Ontario Research Chair
Educational Advancement and At-Risk Youth
There are a few reasons why there is opposition to this in Canadian universities. The first is that there is misinformation about the legality of collecting the data. Concordia stated it is illegal to ask in Quebec in the CBC investigation, but this is not the case.
Robson mentioned that there is a lot of misinformation that universities have about the legality of asking for data even if they did not state this upfront.
“A lot of administration believes that collecting race data is a violation of human rights when in fact, it is not. I don’t know where this came from, I really don’t, and it’s a total red herring.”
The “Policy and guidelines on racism and racial discrimination” paper created by the Ontario Human Rights Commission, approved in 2005, mentions that the collection of data about race is permissible and recommended.

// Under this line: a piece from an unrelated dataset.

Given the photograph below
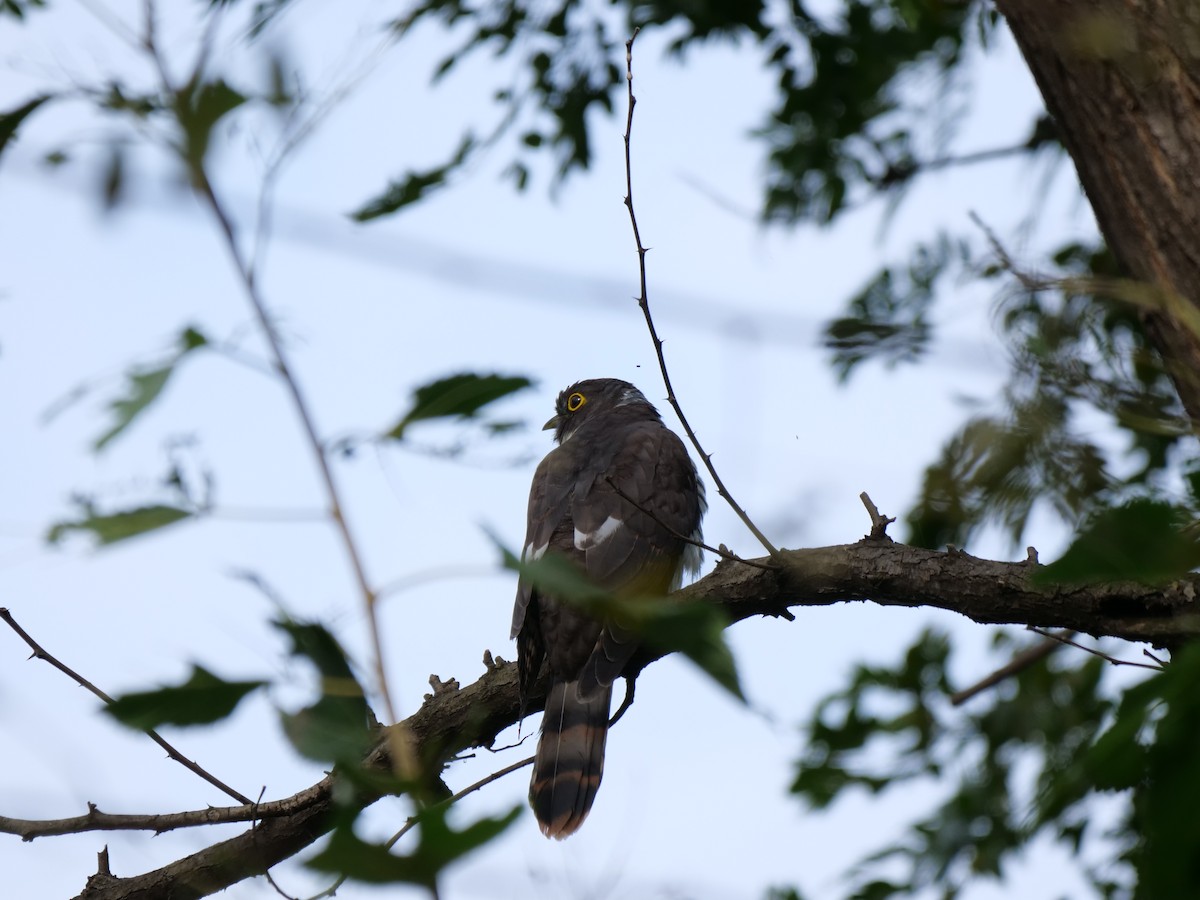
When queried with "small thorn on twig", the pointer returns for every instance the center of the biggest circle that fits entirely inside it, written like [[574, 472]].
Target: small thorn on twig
[[1151, 655], [439, 687], [879, 521]]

The second issue is the threat of being seen as racist. The investigation stated Mount Royal University had this worry, and University of Waterloo explained it does not collect the data because the school does not discriminate based on race or any other grounds.
“It’s not so surprising that we’re not collecting race data if we can’t even have conversations about race without feeling like we might be being racist just by talking about it,” said Robson.
There appears to be some progress being made at McMaster towards collecting data.
“McMaster’s not particularly special in that they don’t collect race data. … I’m working with admin on retention strategies. I have brought this up, and they are receptive to collecting this kind of data,” said Robson.